2 Introduction to Supervised Machine Learning with metamorph.ml
This tutorial introduces the fundamentals of supervised machine learning using the metamorph.ml library. We’ll cover:
- Loading and preparing data
- Building ML pipelines
- Training and evaluating models
- Making predictions
- Hyperparameter tuning
metamorph.ml is a Clojure library that provides a unified pipeline-based approach to machine learning, integrating data preprocessing and model training into cohesive workflows.
(created with the help of Claude Code)
(ns supervised-ml-intro
(:require [scicloj.clay.v2.api :as clay]
[tablecloth.api :as tc]
[tech.v3.dataset :as ds]
[tech.v3.dataset.modelling :as ds-mod]
[tech.v3.dataset.metamorph :as ds-mm]
[tech.v3.dataset.column-filters :as cf]
[scicloj.metamorph.core :as mm]
[scicloj.metamorph.ml :as ml]
[scicloj.metamorph.ml.preprocessing :as preprocessing]
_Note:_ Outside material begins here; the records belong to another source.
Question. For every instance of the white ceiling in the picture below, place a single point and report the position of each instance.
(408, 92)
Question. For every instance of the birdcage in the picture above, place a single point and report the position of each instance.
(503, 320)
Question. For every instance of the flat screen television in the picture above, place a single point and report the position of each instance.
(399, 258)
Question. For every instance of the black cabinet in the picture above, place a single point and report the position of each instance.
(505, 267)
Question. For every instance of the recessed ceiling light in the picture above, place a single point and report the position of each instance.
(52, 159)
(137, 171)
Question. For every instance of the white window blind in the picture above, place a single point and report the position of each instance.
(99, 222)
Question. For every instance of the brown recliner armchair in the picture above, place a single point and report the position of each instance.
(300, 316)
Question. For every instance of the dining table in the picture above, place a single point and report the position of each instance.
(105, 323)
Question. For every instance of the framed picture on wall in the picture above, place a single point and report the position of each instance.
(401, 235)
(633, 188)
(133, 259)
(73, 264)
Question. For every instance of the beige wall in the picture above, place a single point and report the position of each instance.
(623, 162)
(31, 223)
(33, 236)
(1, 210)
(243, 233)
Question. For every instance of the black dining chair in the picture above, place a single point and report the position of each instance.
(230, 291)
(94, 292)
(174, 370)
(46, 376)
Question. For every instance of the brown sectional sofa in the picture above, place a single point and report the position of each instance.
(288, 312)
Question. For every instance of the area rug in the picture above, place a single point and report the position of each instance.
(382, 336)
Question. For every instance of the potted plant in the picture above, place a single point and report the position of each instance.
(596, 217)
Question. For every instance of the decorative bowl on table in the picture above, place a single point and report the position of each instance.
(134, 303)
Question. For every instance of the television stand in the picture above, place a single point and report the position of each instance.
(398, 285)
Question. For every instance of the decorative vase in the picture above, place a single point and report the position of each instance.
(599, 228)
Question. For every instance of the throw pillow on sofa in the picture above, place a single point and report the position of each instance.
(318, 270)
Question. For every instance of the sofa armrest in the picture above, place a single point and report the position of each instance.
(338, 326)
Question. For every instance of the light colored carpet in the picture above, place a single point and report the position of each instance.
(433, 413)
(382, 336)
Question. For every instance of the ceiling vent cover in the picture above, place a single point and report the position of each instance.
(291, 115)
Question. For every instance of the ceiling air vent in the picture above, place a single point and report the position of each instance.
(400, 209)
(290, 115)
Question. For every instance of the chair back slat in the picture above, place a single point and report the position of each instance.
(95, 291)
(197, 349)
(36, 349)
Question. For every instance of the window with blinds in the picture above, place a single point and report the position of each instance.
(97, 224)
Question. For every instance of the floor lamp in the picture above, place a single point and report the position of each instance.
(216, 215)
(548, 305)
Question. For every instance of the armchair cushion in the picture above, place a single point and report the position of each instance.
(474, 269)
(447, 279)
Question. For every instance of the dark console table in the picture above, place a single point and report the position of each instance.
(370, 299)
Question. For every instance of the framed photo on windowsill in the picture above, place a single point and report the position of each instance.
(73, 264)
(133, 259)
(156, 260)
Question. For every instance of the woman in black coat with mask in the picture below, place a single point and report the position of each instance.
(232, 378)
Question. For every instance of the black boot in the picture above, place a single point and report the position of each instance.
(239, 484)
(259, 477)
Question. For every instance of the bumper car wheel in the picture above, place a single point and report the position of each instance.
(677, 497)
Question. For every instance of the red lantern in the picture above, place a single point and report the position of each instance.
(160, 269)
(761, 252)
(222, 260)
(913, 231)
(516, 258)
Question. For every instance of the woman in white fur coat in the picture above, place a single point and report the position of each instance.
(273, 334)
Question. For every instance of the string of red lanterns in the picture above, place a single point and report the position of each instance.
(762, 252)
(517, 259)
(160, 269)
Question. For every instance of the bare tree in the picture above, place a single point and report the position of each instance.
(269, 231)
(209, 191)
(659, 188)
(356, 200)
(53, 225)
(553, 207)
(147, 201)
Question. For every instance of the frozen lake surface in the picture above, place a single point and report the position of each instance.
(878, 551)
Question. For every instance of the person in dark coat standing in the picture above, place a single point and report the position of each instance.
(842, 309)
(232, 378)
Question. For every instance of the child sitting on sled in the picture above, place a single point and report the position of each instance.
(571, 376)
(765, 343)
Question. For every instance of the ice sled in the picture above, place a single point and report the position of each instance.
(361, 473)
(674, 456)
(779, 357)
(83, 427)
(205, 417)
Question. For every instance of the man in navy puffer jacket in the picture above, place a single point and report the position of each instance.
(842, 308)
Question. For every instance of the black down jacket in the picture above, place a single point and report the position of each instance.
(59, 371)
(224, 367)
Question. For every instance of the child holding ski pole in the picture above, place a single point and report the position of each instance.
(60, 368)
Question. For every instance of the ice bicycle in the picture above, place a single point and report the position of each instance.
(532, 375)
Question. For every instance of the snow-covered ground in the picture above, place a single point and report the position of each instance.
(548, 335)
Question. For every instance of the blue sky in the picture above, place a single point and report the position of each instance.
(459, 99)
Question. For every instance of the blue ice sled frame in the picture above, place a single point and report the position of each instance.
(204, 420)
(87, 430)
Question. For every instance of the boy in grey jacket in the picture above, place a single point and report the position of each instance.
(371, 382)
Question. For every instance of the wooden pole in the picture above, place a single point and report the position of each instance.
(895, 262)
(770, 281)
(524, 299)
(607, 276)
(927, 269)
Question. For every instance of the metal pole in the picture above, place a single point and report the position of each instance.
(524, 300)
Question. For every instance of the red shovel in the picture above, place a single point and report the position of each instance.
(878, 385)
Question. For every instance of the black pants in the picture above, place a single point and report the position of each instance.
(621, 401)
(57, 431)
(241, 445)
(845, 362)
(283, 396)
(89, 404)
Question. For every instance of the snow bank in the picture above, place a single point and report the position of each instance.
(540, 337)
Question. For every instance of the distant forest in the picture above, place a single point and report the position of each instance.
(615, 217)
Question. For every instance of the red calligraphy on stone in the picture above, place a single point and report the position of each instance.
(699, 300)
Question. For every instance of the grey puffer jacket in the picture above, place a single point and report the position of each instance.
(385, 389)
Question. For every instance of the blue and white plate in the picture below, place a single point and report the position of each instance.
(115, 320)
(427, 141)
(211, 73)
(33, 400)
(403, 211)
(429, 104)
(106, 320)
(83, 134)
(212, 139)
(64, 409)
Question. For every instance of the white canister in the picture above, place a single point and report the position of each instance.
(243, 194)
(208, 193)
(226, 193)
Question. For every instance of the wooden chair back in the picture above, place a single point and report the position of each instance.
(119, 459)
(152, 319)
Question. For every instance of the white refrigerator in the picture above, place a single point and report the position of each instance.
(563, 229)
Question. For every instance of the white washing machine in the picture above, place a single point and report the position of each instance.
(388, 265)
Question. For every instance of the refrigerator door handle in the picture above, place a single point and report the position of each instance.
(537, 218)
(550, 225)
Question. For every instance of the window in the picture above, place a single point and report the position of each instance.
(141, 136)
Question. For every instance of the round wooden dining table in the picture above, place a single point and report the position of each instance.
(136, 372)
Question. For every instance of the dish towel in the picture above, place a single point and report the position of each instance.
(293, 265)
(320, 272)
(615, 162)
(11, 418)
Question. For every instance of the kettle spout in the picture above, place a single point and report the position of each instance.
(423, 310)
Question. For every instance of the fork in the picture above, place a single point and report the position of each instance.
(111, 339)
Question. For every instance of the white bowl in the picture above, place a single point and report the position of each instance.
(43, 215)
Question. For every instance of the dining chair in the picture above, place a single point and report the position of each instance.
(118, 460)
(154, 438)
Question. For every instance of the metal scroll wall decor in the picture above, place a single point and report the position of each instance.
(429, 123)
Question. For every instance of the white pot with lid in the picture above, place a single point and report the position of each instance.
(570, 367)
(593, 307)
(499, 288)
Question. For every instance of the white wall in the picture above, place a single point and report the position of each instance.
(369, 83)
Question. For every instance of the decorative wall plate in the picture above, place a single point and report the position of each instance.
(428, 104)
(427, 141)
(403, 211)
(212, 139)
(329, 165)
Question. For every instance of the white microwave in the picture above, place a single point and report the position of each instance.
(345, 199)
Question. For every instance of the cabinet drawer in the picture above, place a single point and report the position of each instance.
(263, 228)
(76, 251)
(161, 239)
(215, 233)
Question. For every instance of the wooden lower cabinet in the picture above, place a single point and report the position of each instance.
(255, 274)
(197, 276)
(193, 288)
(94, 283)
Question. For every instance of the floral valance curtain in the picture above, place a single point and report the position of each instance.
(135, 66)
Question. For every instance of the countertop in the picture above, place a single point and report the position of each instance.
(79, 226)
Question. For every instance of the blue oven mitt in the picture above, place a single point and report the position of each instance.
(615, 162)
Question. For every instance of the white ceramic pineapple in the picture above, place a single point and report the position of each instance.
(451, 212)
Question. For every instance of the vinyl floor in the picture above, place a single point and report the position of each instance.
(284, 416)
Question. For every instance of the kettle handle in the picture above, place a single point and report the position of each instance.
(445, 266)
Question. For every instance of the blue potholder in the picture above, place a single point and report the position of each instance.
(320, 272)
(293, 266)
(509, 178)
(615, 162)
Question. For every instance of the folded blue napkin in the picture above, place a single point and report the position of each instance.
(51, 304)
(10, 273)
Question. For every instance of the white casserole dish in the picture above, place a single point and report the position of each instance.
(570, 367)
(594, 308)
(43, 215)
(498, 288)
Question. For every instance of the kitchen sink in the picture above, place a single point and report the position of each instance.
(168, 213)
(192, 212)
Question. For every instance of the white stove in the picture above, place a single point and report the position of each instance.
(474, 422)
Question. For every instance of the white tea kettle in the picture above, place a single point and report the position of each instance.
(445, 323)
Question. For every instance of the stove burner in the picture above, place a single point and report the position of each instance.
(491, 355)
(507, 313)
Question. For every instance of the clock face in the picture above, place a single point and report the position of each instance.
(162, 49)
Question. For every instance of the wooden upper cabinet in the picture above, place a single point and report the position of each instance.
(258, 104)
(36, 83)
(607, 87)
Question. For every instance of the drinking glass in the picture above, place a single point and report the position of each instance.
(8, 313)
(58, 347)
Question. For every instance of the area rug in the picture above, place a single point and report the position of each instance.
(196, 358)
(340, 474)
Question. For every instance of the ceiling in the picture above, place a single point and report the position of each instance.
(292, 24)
[scicloj.metamorph.ml.loss :as loss]
[scicloj.metamorph.ml.gridsearch :as gs]
[scicloj.metamorph.ml.rdatasets :as rdatasets]
[scicloj.ml.smile.classification]
[tablecloth.pipeline :as tc-mm]
[tech.v3.dataset.categorical :as ds-cat]))2.1 1. Loading Data
We’ll use the classic Iris dataset, which contains measurements of iris flowers and their species. This is a multi-class classification problem with 3 classes.
(def iris-ds
(->
(rdatasets/datasets-iris)
(tc/drop-columns [:rownames])))Let’s examine the first few rows:
(tc/head iris-ds 5)https://vincentarelbundock.github.io/Rdatasets/csv/datasets/iris.csv [5 5]:
| :sepal-length | :sepal-width | :petal-length | :petal-width | :species |
|---|---|---|---|---|
| 5.1 | 3.5 | 1.4 | 0.2 | setosa |
| 4.9 | 3.0 | 1.4 | 0.2 | setosa |
| 4.7 | 3.2 | 1.3 | 0.2 | setosa |
| 4.6 | 3.1 | 1.5 | 0.2 | setosa |
| 5.0 | 3.6 | 1.4 | 0.2 | setosa |
The dataset has 4 numeric features (sepal and petal measurements) and 1 target column (species). Let’s check the shape and column types:
(ds/shape iris-ds)[5 150]Dataset dimensions: 5 rows × 150 columns
View the column information:
(ds/columns iris-ds)(#tech.v3.dataset.column<float64>[150]
:sepal-length
[5.100, 4.900, 4.700, 4.600, 5.000, 5.400, 4.600, 5.000, 4.400, 4.900, 5.400, 4.800, 4.800, 4.300, 5.800, 5.700, 5.400, 5.100, 5.700, 5.100...]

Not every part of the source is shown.